Defendants argue that any organization which, without hope of profit, engages in activity contributing to the physical, mental, or spiritual betterment of the citizenry is a charitable organization, and its property is exempt from taxation. We do not agree that the generalization is valid where a profit motive underlies the activity. It is not within the constitutional purview that tax exemption be granted merely because a "non-profit" corporation is interposed between an entrepreneur and his customers even though the activity to which the enterprise is oriented is physically, mentally, or spiritually uplifting.

In applying for review of the Commission's decision in this case, Salt Lake County did not expressly waive (as our statute[5] contemplates that it should) its right of access to the Third Judicial District Court for the relief it seeks here. We treat the omission as a pleading deficiency of the kind to which the pleader's adversary must make timely objection or the right to object is waived.[6] In this connection, it is significant that the County's power to tax is not dependent on the above cited statute; the statute merely regulates the exercise of that power. The statute does not undertake to remove the review of Commission decisions from the jurisdiction of this Court; it merely states a condition which an applicant for review is obligated to satisfy.[7] Defendants did not, by motion or in written or oral argument, raise any objection to the defect; we do not view the defect as one which goes to the heart of the controversy, and the right to object is waived.

We remand with instructions to the Commission that it deny the exemption.

MAUGHAN, HALL and STEWART, JJ., concur.

CROCKETT, C.J., having disqualified himself, does not participate herein.

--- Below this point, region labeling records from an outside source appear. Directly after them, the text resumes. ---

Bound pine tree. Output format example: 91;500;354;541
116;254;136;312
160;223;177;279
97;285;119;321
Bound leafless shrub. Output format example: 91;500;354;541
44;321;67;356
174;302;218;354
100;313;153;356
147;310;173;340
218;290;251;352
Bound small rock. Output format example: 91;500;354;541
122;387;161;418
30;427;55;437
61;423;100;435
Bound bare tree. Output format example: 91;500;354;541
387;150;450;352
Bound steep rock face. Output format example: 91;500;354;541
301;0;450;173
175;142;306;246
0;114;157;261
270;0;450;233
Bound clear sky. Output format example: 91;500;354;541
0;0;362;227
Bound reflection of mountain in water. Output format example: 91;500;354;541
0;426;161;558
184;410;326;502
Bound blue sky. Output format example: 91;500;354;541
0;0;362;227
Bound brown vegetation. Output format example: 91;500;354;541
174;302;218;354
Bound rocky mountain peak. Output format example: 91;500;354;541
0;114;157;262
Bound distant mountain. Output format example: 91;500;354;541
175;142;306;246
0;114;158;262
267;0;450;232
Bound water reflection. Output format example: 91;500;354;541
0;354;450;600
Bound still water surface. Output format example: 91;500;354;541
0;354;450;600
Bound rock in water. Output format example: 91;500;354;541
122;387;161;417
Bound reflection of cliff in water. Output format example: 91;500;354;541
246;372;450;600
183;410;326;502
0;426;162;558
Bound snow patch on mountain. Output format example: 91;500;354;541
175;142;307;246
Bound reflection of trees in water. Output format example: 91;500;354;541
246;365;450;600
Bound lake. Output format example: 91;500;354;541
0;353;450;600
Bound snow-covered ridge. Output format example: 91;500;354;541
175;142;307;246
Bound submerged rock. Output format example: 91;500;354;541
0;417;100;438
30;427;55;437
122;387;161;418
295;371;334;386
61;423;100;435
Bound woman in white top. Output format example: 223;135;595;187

CROFT, District Judge[1] (concurring).

I concur. However, in doing so I wish to note the 1977 legislation[2] by which the legislature gave to the tax division of the district court the exclusive jurisdiction over all appeals from and petitions for review of decisions by the state tax commission rendered after formal hearings before the commission. A party aggrieved by a decision of *645 the commission under the statute may choose to waive the right of review by the tax division of the district court and apply for a writ of certiorari to the Supreme Court in which event such party must state in the application for the writ that the party is waiving the right of review and trial de novo in the tax division of the district court. The petition filed does not so state. I do not believe this failure is jurisdictional but do believe that the procedural requirements of the statutes should be followed.

NOTES

[1] Article XIII, Sec. 2, Constitution of Utah.

[2] This Court has given the term much broader definition, but the delegates to the constitutional convention thought of charity in terms of the care of "old gray-headed, venerable men that fortune has not favored," and "children that are left homeless." Proceedings of the Constitutional Convention, 1895, Volume 1, pp. 273 et seq.

[3] Utah, 536 P.2d 1214 (1975).

[4] Utah, 570 P.2d 1023 (1977).

[5] Sec. 59-24-1 et seq., U.C.A. 1953, as amended 1977.

[6] 61 Am.Jur.2d 782, Pleading, §§ 387 et seq.

[7] O'Connor v. City of Fond duLac, 109 Wis. 253, 85 N.W. 327 (1901).

[1] Judge Croft did not sit with the Court during oral argument but is participating in the decision at the request of Chief Justice Crockett. In doing so Judge Croft has reviewed the record on appeal, read the briefs and listened to the tape recording of the oral arguments made at the hearings before the Court.

[2] Sec. 59-24-1 et seq., U.C.A. 1953.